Depois de abandonarmos a Terra, serão imprescindíveis novas fontes de recursos que permitam à humanidade subsistir durante uma odisseia de duração indefinida. “As grandes viagens que forem além do Sistema Solar terão que ser feitas como historicamente ocorreu: obtendo recursos no caminho e no destino”, considera Licandro. Assim como a conquista da América não foi feita só com materiais provenientes da Península Ibérica, o astrofísico acredita na possibilidade de completar as sondas no próprio espaço, ou mesmo fabricá-las graças ao lançamento de impressoras 3D.

“Estamos acostumados a colonizar; o homem expandiu suas civilizações desde suas origens e conseguiu fazer viagens que pareciam impensáveis”, enfatiza o astrofísico, salientando a façanha dos antigos navegantes que sulcaram vastos oceanos sobre cascas de noz.
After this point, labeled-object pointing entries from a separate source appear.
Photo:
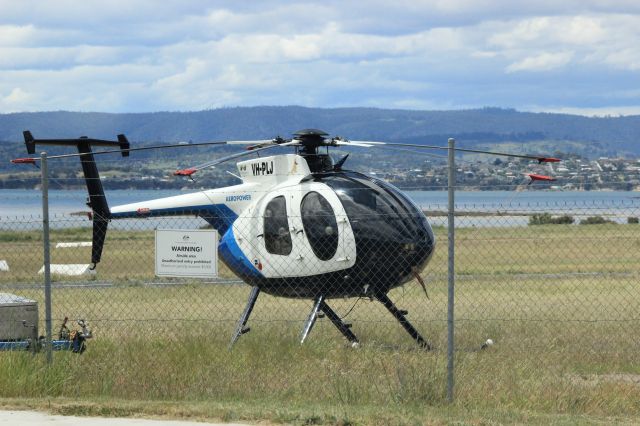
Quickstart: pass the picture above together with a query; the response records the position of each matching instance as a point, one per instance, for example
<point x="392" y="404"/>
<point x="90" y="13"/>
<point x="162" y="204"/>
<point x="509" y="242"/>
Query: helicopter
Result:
<point x="298" y="226"/>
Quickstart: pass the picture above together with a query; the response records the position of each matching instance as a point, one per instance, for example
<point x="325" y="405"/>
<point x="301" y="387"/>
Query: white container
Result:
<point x="15" y="312"/>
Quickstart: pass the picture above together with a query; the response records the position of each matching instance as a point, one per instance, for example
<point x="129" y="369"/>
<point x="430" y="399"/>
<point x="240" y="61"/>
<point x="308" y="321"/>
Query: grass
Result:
<point x="561" y="303"/>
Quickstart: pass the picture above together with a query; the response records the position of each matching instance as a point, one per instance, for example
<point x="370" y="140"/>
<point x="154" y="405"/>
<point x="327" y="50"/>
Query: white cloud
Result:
<point x="541" y="62"/>
<point x="182" y="55"/>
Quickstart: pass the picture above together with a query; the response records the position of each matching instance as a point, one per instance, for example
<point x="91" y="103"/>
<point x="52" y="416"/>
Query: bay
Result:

Segundo ele, dispomos de tecnologia suficiente para chegar a outros planetas, e “se ainda não fizemos isso é porque não é rentável nem necessário”.

Julia de León considera a possibilidade de habitar Marte, mas destaca a necessidade de oxigênio, água e alimentos, assim como de “podermos nos proteger das temperaturas e de outras condições extremas do planeta vermelho”. E os asteroides poderiam nos prover de algumas matérias necessárias.

Missões em andamento

Algumas missões espaciais abrem o caminho para as expedições comerciais. Já foram enviadas naves a asteroides para recolher materiais, trazê-los para a Terra e analisá-los. A primeira a conseguir isso foi a missão japonesa Hayabusa, cuja sonda aterrissou sobre o Itokawa e conseguiu voltar trazendo uma amostra. A Hayabusa 2, além disso, alcançou recentemente o asteroide Ryugu. A próxima que deverá fazer o mesmo é a Osiris-REx, uma missão da NASA que pretende alcançar o asteroide Bennu, cuja trajetória cruza os arredores da órbita terrestre.

A chegada da sonda está prevista para agosto de 2018, e até agora ela “conseguiu superar todas as metas intermediárias, o que não é pouco”, segundo Julia de León. “Fabricação, lançamento, assistência gravitacional com a Terra, validação dos instrumentos…”. A astrônoma é integrante oficial dessa missão, junto com Javier Licandro, especificamente no campo de processamento de imagens. Presenciou em Cabo Canaveral, na Flórida, o lançamento da nave e, “nas palavras de Dante Lauretta, chefe da missão, foi absolutamente perfeito”, orgulha-se a especialista em análise de espectros.

Depois de vários anos analisando a superfície do asteroide Bennu, a Osiris-REx retornará à Terra e entregará a cápsula com o material importado. “Esperamos ter surpresas agradáveis”, afirma De León, acrescentando que “em qualquer caso, dispor desse tipo de material para poder analisá-lo com detalhe nos laboratórios será fantástico".

A vida do asteroide em dupla

Na paisagem do Universo, de vez em quando é possível vislumbrar duplas de asteroides que estabeleceram uma relação gravitacional no momento de sua formação, milhões de anos atrás, e que desde então permanecem unidos. São os asteroides binários. Ida foi o primeiro deles a ser descoberto, quando a sonda espacial Galileu topou com ele, há apenas duas décadas. Desde então, eles vêm fornecendo informações valiosas à comunidade científica, já que a interação gravitacional entre os objetos lhes permite determinar sua massa com bastante precisão.

Embora seja mais raro, existem inclusive pequenas famílias constituídas por três ou mais. “Recebem o nome de múltiplos, mas só se tem conhecimento de 300 deles, em comparação aos mais de 700.000 asteroides detectados até hoje”, afirma Amadeo Aznar. Esse cientista, além de astrônomo amador, é o espanhol que mais asteroides binários detectou. “É um campo no qual ainda resta muito por averiguar, e é realmente uma novidade”, conclui o astrônomo.